Les toiles de la Belge Sophie Cauvin explorent une galaxie personnelle faite de terre, de sable, de cendre et de sacré. Elle expose au Musée d’Ixelles, étape importante en termes de carrière.

“La matière est brute, je la travaille de manière assez naturelle, je l’érode, je la rends parfois plus agressive ou plus lisse, cela dépend de chaque tableau. Mes sables par exemple, viennent du monde entier, glanés au gré d’années de voyages. Nous sommes issus de cette terre et les gens s’y reconnaissent : dans ce monde extrêmement virtuel, les matières les renvoient à eux-mêmes, là d’où ils viennent.” Dans le calme souverain du Musée d’Ixelles, Sophie Cauvin occupe deux salles avec une douzaine de tableaux et une paire de sculptures. La matière dont il est question anime les grands formats dans des couleurs qui balancent entre gris étoilé et sensation de lave. Baptisée “Géométrie sacrée”, l’exposition est dédiée à l’astral, au céleste et au terrestre. On s’arrête devant un tableau ovoïde d’où semble sortir un dragon écarlate. “C’est un peu le feu, le serpent, les fusions de la naissance et de la vie qui démarrent.
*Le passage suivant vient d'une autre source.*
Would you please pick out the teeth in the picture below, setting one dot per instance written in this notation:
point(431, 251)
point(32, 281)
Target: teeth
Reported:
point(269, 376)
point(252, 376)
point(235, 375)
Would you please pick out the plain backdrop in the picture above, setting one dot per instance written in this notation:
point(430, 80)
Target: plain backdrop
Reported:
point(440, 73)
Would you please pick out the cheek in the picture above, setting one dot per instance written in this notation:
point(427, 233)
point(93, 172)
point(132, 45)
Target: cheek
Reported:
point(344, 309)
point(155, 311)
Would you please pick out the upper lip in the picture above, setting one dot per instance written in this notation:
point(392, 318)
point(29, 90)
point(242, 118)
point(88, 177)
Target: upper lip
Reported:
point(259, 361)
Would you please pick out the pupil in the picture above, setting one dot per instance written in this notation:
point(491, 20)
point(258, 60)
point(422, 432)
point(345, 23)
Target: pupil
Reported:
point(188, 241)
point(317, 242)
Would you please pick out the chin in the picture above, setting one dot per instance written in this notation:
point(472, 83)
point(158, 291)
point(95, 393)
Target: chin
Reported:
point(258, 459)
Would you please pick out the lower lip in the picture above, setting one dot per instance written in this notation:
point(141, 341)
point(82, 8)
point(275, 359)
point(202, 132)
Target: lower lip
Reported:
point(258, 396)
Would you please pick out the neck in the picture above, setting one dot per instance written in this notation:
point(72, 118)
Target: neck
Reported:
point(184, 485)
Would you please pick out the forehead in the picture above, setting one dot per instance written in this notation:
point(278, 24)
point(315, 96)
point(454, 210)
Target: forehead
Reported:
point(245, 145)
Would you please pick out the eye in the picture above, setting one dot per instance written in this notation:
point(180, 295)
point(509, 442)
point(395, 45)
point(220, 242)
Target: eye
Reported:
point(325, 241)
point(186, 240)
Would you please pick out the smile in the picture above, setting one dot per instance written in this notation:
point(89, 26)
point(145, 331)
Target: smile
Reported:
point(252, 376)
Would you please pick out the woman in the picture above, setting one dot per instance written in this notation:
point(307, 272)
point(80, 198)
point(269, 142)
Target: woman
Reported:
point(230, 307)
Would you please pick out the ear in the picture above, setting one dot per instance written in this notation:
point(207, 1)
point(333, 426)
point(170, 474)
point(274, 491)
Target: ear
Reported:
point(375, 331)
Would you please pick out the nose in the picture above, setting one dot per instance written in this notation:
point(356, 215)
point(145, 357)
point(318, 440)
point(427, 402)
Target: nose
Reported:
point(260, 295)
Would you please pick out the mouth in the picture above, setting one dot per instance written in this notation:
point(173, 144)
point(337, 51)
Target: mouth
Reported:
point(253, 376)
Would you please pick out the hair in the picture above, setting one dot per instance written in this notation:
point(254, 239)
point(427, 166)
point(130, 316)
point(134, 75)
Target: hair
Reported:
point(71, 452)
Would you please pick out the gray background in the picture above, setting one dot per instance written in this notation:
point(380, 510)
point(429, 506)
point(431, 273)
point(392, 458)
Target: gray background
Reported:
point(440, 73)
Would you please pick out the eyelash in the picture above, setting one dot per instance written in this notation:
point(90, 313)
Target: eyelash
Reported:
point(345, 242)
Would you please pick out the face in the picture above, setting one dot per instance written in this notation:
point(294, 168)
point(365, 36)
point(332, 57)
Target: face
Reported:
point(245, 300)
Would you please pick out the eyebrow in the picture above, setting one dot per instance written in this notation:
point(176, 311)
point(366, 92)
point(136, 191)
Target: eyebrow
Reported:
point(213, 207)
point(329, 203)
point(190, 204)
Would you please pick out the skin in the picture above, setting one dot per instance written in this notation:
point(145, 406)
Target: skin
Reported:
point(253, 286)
J’ai travaillé avec une terre qui a cette couleur naturelle, en épaisseur, en dilution, cela lui donne une dynamique. Je pars d’une toile de lin. Je mets un fond, ici de l’encre de Chine, je fais mon premier geste avec de la matière et, c’est cela qui est fantastique, l’interaction sur la toile amène quelque chose d’aléatoire. Je laisse sécher un jour ou deux, et je vois quelque chose apparaître. Ce n’est pas moi qui donne forcément la direction première, même si je reprends le dessus.”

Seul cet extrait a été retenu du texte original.